# Interest group forums > Energy and Resource Conservation Forum > [Question] Maximum Demand Meters & Getting the most out of them...

## AmithS

Hello Everyone,

I know for sure that I will get good info on this topic at this forum  :Smile: 

I had a chat with someone from the company that does metering at my fastfood store.
Reason being I am not happy with my account  :Smile: 

So this is the part that I never knew.  He said to me the main charge on my account is the KVA charge due to my store being on a maximum demand meter!

So what he told me is that this part of the meter\reading is reset every month\reading & is the peak load\spike that was used at any given time in the month which gives the reading!!!

Yikes boy have I been wasting money!!! So we established one thing would be to stagger putting on my equipment, i.e. the 4x chips & fish fryers!

I would like to know is this how it works?
& are there any more tips I can get on reducing this maximum demand\KVA part of the reading to bring my bill down?

Thanks guys  :Smile:

----------


## AndyD

Some commercial electricity accounts penalise you according to your maximum demand. The way the supply authority (Eskom) looks at it is they have to supply enough energy into the grid to cover your maximum possible usage so your maximum demand is noted every month and this dictates how much you are charged as well as the actual number of units you use whether they are measured in KWh, KVAh or KVARh.

You can immediately and drastically reduce your bill by taking some simple steps such as putting hot water cylinders on timers so they don't run during your maximum demand periods. plus any other load shedding you can do during these times (air conditioning, refrigeration units, lighting etc) will also help enormously. Also get you load balanced. All this can be done by your favorite electrician at a very reasonable price assuming he's competent.

*Free Tip Of The Day*
There are energy auditing companies around who will do this for you professionally. They start by taking a benchmark reading of your energy max demand and consumption then they implement measures to reduce them. They tie you into a contract whereby they perform these services and you commit to paying them a hefty percentage of the amount they save you for several years.

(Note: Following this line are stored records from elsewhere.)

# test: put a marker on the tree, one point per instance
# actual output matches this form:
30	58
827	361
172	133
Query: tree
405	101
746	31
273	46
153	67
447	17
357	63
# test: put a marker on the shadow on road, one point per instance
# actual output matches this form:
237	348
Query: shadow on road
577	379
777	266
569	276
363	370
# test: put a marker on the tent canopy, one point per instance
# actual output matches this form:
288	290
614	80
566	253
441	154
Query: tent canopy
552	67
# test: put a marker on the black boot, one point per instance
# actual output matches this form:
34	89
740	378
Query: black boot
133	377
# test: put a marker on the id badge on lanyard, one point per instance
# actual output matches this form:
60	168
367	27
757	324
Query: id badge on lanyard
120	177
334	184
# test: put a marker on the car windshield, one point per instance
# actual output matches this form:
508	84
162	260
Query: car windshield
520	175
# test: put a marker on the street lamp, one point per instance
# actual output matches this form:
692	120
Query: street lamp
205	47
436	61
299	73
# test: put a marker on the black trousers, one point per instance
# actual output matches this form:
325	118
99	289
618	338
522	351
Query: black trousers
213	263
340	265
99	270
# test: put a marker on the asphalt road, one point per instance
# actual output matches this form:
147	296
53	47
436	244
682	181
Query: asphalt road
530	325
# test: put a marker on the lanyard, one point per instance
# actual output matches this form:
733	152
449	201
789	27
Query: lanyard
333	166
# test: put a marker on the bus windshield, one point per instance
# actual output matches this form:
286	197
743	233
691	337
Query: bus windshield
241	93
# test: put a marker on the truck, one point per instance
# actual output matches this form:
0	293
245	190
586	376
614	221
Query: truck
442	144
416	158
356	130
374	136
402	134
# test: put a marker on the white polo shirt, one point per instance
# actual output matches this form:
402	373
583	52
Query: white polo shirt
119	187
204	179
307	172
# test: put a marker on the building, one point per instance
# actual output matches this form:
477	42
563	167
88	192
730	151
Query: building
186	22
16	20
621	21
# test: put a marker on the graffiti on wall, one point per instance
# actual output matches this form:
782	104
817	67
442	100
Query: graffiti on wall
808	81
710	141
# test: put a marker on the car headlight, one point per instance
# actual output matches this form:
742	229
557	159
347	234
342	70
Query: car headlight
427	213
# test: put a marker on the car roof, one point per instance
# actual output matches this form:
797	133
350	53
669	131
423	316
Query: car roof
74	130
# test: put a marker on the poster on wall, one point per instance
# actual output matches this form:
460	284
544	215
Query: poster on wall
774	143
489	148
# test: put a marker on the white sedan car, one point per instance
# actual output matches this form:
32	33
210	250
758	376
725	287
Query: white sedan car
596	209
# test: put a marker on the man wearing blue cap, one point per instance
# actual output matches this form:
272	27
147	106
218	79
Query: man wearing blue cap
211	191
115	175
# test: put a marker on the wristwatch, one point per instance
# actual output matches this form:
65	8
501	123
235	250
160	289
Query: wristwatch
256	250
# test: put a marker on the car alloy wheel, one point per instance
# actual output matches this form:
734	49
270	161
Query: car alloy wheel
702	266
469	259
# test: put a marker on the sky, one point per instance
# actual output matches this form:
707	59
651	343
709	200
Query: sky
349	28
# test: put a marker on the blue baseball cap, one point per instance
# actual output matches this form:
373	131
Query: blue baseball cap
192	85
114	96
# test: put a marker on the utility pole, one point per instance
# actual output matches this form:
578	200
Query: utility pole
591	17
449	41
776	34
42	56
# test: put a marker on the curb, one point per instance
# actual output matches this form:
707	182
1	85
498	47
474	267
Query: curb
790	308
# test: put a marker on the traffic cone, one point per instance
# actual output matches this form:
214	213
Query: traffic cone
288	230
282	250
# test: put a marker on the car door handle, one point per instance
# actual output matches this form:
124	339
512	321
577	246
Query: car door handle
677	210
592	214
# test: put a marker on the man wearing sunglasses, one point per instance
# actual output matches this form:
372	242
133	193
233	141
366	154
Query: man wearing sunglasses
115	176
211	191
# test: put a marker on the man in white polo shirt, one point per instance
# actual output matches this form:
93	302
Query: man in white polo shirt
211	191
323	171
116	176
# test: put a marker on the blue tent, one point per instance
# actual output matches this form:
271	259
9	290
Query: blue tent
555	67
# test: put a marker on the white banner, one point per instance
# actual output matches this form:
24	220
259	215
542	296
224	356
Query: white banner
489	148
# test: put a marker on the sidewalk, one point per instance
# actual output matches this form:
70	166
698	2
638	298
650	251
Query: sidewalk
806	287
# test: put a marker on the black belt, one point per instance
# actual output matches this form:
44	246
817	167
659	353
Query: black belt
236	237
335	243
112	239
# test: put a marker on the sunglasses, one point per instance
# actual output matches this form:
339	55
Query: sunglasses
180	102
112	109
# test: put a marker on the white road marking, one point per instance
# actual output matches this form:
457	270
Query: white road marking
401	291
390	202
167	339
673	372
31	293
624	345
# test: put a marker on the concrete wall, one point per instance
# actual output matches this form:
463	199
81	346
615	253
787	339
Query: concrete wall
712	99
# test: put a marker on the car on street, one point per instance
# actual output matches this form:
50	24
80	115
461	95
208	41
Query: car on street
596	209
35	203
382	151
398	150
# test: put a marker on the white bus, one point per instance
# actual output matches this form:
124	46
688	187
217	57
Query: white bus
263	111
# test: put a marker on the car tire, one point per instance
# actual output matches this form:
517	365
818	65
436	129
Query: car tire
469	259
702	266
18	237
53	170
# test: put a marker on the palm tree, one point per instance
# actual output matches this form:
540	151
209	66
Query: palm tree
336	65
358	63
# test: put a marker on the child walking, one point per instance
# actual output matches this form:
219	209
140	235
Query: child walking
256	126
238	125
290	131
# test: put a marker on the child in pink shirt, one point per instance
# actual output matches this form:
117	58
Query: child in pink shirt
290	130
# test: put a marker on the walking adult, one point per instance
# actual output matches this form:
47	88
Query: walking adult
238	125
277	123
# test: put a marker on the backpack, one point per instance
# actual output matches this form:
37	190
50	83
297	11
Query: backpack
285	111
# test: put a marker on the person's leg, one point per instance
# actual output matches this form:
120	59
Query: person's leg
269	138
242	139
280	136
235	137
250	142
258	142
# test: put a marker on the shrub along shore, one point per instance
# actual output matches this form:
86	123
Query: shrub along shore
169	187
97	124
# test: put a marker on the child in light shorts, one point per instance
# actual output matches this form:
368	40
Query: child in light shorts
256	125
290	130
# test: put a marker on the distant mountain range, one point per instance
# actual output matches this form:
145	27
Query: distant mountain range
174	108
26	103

By all means use one of these companies, some of them can save you a lot of money, but if you reduce your maximum demand and overall consumption using the simple techniques above *before* they are called in and before they take their initial readings you can make them work harder for their pound of flesh.

----------


## AmithS

Thanks AndyD, some valuable info about switching off extras when the maximum demand is on, which I think in my store would be at start up in the morning due to switching all the equipment on to heat up to running temperatures.

As for making people work for their pound of flesh,  :Smile:  im all for that, as I am working for more than my pound of flesh just to keep this business running  :Smile:  I know I know I should be so nasty...

----------


## AndyD

I'm assuming by the way you're being billed that you will have an intelligent meter. If you have access to the meter you can monitor the current draw on the three phases in real time if the display is set to scroll the info. If it's not set that way then approach your landlord who should have access to the programming password and tell him you want to monitor your consumption and get him to set it so it scrolls on the display.

----------


## murdock

> I'm assuming by the way you're being billed that you will have an intelligent meter. If you have access to the meter you can monitor the current draw on the three phases in real time if the display is set to scroll the info. If it's not set that way then approach your landlord who should have access to the programming password and tell him you want to monitor your consumption and get him to set it so it scrolls on the display.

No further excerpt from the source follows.